The book also includes a dazzling array of facts about insect pests and their parasites. This leads her on to metaphysical speculations about life and dying. In dying, she imagines, we say, not “please…” but “thank you”, in recognising the extraordinary gift and sheer wonder of life on this earth. She shows, too, the wastefulness, the extravagance, the randomness, the horror and the cruelty of nature; and how all things move from perfection and wholeness to brokenness.
Late in the book, she cites Gerald Durrell (an author I have loved) as expressing the view that creatures live a much better life in (enlightened) captivity than they ever do out in the harshness of nature.
I have heard that view expressed again, quite recently, by a naturalist and wildlife conservationist: animals can expect a much healthier and longer lifespan in (good) captivity than they could ever expect in nature, their well-being catered for in a protected environment, safe from the astonishing but pitiless natural world “out there”.
‘Beasts in My Belfry” one of the many books by Gerald Durrell, naturalist, conservationist, writer and zoo keeper
This is a fascinating book, which repays slow and careful reading.
As one who lived in Australia for nearly five years, before returning to live in England, I found this novel by Australian author Kate Grenville totally immersive.

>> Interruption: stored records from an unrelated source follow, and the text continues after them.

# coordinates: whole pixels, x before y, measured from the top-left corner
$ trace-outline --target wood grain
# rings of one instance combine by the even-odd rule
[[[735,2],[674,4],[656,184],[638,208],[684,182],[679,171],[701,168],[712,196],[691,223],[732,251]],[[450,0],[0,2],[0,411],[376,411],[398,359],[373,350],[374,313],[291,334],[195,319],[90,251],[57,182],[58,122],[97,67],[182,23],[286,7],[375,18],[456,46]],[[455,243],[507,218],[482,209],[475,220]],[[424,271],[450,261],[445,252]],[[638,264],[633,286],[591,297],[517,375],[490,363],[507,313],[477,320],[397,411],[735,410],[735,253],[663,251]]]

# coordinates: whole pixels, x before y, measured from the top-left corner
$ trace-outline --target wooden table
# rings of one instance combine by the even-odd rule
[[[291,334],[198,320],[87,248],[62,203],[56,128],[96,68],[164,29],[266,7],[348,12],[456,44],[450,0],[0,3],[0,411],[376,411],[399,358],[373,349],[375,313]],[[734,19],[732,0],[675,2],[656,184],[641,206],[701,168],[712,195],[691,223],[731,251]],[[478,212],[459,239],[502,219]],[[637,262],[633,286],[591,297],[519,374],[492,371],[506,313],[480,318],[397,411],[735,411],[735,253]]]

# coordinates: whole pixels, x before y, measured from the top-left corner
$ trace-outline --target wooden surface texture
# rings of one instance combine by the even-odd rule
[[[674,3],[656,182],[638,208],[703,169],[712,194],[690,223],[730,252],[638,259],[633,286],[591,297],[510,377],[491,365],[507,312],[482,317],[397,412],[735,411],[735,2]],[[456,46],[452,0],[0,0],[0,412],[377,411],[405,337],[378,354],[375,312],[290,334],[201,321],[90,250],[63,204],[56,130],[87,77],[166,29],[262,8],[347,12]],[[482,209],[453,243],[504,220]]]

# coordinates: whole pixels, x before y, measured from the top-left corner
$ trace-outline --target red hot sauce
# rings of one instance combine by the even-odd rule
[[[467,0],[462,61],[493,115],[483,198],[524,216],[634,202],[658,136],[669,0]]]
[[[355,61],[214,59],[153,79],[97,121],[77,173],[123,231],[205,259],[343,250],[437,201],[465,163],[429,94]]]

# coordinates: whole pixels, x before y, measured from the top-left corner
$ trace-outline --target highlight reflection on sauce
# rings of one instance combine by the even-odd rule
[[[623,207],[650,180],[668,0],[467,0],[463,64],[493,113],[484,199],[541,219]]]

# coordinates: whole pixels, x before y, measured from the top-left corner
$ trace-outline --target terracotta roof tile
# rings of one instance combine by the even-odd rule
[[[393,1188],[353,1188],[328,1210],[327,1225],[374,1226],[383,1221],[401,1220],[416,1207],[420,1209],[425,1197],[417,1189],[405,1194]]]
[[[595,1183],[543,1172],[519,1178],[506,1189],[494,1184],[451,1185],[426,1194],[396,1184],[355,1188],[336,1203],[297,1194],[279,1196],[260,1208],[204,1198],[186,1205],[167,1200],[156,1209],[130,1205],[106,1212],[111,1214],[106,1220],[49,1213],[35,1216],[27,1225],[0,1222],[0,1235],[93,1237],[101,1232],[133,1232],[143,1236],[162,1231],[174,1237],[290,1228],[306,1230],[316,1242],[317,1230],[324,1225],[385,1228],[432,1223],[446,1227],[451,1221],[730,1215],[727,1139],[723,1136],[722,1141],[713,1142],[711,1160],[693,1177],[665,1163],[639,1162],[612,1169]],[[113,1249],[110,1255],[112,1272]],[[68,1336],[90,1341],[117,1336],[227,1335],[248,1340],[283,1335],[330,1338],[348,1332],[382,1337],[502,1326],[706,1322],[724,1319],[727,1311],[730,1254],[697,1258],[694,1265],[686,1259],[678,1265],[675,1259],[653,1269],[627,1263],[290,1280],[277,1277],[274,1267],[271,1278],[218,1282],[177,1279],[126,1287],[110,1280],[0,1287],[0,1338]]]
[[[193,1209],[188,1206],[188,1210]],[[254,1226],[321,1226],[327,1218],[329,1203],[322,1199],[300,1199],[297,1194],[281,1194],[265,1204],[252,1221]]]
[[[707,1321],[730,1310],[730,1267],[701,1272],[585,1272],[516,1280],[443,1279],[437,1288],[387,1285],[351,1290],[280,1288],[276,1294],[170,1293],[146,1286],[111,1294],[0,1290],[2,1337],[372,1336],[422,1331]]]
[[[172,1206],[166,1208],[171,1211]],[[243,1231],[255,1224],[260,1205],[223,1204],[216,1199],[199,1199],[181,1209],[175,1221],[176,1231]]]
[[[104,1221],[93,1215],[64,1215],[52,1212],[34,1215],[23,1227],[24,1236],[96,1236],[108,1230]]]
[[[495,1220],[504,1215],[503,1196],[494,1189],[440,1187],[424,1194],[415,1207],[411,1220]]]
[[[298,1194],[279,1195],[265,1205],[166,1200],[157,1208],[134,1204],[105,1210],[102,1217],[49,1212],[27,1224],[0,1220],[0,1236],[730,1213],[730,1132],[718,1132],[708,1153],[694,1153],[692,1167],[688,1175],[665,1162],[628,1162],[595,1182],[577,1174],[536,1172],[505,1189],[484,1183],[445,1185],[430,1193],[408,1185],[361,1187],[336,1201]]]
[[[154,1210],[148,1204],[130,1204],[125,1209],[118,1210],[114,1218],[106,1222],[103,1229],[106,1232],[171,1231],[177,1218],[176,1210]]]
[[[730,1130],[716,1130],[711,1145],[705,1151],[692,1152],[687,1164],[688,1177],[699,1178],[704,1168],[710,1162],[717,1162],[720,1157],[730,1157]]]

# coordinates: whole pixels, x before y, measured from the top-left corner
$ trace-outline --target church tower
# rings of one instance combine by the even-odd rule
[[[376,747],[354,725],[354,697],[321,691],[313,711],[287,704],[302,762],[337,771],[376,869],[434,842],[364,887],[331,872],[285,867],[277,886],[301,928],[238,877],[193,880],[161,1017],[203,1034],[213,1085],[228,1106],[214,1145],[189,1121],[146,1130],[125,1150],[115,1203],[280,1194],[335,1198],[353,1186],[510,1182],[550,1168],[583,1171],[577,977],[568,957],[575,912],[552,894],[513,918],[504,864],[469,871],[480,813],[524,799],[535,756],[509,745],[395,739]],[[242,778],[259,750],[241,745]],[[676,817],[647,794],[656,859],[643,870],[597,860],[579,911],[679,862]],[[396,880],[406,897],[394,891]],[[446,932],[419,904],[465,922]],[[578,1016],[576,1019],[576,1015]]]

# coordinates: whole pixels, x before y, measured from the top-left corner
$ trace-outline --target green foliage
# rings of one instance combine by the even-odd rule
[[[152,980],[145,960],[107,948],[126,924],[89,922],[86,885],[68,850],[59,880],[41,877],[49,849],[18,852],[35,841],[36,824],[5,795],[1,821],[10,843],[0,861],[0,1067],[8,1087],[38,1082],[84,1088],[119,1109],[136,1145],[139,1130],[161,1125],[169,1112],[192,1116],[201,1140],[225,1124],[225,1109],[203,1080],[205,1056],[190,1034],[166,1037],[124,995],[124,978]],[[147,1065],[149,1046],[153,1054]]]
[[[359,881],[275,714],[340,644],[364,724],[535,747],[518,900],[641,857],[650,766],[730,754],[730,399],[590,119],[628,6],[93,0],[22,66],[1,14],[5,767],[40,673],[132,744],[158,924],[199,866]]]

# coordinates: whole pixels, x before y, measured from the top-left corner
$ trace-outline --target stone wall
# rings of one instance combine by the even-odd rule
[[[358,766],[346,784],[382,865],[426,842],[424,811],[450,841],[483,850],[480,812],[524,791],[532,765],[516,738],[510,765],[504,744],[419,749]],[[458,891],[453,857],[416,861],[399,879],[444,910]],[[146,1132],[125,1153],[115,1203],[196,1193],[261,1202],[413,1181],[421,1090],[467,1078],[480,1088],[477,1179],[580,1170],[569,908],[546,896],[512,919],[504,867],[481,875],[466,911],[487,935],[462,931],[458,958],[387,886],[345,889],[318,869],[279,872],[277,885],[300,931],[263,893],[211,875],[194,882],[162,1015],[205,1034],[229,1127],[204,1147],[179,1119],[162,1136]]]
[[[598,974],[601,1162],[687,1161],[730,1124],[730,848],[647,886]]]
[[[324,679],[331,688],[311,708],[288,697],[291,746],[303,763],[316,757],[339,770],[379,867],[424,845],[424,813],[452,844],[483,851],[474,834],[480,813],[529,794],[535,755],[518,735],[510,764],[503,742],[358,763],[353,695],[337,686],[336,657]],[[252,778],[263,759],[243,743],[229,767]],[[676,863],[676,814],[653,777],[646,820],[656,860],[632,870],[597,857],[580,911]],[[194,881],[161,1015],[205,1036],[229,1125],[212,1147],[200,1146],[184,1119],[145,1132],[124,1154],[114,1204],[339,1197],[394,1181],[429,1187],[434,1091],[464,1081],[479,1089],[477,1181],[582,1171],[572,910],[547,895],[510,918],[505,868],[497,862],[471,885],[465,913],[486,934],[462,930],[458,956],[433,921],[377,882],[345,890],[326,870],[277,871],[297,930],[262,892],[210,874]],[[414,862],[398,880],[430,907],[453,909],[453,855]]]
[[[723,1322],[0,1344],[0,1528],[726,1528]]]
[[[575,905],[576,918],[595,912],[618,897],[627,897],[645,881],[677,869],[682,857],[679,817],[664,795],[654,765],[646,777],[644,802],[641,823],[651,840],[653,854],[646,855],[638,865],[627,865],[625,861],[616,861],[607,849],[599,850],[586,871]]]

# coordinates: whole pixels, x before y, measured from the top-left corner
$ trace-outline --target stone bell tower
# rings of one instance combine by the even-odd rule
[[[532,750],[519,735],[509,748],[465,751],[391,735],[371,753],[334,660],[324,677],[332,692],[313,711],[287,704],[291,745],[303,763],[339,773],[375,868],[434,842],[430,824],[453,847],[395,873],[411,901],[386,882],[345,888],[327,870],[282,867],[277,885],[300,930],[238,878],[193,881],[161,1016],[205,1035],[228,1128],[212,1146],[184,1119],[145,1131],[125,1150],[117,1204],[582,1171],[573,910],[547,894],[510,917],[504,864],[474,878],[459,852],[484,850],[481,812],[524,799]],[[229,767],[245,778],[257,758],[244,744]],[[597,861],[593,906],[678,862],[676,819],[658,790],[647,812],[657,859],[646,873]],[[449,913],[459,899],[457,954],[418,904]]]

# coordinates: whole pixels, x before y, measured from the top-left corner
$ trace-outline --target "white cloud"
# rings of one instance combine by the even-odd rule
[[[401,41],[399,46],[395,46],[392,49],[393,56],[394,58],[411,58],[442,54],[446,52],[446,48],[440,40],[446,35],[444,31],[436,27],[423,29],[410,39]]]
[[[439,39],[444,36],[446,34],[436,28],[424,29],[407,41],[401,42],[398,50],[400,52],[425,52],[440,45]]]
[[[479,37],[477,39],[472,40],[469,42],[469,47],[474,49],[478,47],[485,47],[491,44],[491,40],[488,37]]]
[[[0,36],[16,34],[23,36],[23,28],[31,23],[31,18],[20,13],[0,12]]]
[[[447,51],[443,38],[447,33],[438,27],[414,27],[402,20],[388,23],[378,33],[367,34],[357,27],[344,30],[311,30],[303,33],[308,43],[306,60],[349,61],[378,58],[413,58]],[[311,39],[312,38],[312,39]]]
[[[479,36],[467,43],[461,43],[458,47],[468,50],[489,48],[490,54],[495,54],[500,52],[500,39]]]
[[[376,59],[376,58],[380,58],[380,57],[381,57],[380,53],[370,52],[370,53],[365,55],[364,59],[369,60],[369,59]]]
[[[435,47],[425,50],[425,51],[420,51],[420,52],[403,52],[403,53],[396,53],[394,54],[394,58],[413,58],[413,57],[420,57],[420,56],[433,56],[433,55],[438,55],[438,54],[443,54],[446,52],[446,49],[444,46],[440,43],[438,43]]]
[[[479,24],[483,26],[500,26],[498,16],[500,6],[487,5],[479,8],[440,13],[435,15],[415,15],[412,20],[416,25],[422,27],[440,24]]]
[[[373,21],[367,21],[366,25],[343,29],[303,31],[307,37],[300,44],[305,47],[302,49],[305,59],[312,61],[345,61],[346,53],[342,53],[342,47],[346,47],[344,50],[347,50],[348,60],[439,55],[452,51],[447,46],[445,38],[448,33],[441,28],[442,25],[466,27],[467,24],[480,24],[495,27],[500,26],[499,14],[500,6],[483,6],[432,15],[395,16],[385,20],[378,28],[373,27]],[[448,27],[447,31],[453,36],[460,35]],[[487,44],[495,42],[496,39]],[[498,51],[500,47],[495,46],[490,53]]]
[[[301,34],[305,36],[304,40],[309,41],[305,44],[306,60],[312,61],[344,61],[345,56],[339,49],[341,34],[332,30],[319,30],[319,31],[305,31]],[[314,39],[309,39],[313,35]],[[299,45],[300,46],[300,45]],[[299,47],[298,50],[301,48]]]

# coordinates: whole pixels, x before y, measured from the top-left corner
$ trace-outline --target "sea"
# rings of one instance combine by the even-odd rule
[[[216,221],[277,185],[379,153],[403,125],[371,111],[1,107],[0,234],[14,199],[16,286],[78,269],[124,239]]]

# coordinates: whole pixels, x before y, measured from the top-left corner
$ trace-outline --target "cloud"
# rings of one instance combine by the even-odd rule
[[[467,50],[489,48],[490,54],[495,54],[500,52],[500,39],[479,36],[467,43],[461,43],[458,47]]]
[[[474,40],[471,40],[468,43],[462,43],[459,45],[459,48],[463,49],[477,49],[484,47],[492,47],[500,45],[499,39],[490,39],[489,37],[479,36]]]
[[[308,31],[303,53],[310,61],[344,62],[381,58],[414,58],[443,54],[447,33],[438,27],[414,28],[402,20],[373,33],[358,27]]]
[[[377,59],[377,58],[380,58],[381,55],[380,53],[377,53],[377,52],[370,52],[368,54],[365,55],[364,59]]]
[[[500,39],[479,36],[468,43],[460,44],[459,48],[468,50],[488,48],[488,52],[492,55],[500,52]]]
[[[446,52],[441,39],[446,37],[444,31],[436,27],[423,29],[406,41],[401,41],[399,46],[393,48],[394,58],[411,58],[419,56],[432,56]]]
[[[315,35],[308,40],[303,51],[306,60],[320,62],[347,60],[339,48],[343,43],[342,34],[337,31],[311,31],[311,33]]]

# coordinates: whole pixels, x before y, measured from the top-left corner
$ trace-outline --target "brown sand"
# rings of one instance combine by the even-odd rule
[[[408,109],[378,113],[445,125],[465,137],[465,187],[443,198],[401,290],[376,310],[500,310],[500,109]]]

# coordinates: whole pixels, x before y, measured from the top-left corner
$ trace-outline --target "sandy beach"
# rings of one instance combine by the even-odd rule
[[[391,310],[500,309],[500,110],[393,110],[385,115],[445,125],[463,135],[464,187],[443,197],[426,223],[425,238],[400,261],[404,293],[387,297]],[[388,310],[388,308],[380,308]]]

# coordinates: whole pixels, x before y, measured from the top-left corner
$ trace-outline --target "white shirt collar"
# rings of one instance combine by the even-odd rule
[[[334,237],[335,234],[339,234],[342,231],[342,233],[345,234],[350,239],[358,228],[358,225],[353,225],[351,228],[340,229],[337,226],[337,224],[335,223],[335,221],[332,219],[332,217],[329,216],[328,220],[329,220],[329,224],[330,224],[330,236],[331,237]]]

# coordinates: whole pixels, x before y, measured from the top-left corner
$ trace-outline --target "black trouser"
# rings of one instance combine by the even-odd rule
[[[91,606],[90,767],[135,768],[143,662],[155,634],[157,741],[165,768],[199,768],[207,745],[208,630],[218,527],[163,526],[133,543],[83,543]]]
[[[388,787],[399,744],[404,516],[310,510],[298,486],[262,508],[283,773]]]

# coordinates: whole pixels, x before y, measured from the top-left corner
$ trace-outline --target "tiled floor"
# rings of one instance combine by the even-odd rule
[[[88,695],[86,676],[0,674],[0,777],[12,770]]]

The Secret River – novel by Kate Grenville
Kate Grenville takes her main protagonist William Thornhill from his life as a Thames waterman in the late 1700s out to New South Wales on a convict transport, and brings him to the piece of land he has dreamed of owning on the Hawkesbury River. I found myself visualising and experiencing his life and daily environment as if I was there with him. I could imagine the grandeur of the wild scenery at Thornhill’s Point, and sense it in every way. Yet I felt a deep sorrow for the indigenous Australians – the aboriginal people – and for the tragic failures of understanding and communication between them and the European settlers.
I could empathise, too, with how Will’s wife Sal felt, longing to ‘go home’ to London, and living every day in the hope of returning; and I could also feel the profound dilemma for Will. He knows that if he returns to his former environment by the Thames he will be back among people who consider him the lowest of the low, a felon, cutting him off forever from fulfilling his dreams.
Powering along through this story is the sublime evocation of the New South Wales climate, atmosphere and scenery along the Hawkesbury River, and the feeling of majesty and beauty from the unyielding wilderness, upon which the white settlers will need, in some way to impose their own will, their needs and demands.
Modern Australia has come a long way in acknowledging that dreadful betrayal of the birthright of the indigenous peoples, in the assumption of the early settlers that the land was unoccupied and there for the taking. I have been very conscious of the efforts made in the direction of repentance and reconciliation in all my most recent visits to Queensland and New South Wales. And yet we cannot read this book, and others like it, on this topic, without feeling again the terrible clash of cultures between the so-called ‘civilisation’ that the Europeans brought with them, and the values of the First Nation peoples.